Coming to the second contention, it may be said that the whole prosecution case against the appellants rests squarely on the testimony of two witnesses viz. , PW 2 Salamsingh and PW 6 Rama, each of whom claims to have seen the occurrence. The court below accepted as true what they testified against the appellants. It was contended by Mr. Singhi, learned counsel for the appellants that the testimony of these two witnesses has been wrongly relied upon by the trial court.

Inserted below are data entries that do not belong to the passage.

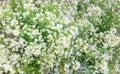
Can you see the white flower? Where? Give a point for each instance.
(16, 32)
(14, 22)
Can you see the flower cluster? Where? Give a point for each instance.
(59, 37)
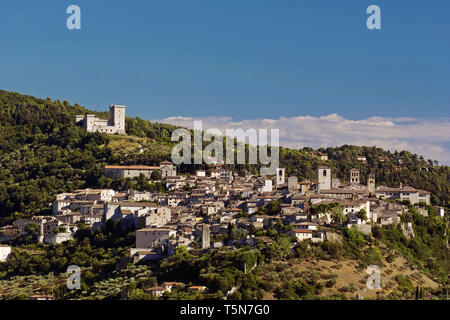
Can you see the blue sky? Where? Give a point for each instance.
(233, 58)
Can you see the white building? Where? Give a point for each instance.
(301, 234)
(152, 237)
(324, 177)
(115, 123)
(5, 251)
(267, 186)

Pw 2 Salamsingh deposed that at about 6. 00 or 7. 00 A. M. on the day of occurrence, he was at the house of Dharma Bhil where he had gone to hire the services of his son. Kana and Chamna were also with him there. While they all were sitting in the house of Dharma, he heard the cries "maro MARO" raised on the road. He and Chamna, Kana and Dharma came out. He saw the victim Indersingh lying on the ground The appellants and their five associates (co-accused who have been acquitted) were striking blows to the victim. Accused-appellant Unia had a Khunt, Goma (accused acquitted) had a Bewla and the remaining six had lathies. He asked the accused not to do so. Tariya (accused acquitted) threatened him not to come near otherwise he too would meet the same fate. The accused lifted the victim and took him towards their house The witness continued that thereafter he went to village Meerpur and narrated the incident in full (Saari Haqiquat) to the victim's brother Daljeetsingh. He told the names of all the eight assailants to Daljeetsingh. Daljeetsingh left for the Police Station. He went back to Kalandari. The police arrived there at about 1. 00 P. M. He stated that at the time of occurrence he had seen Rama (Pw 6) with a bicycle.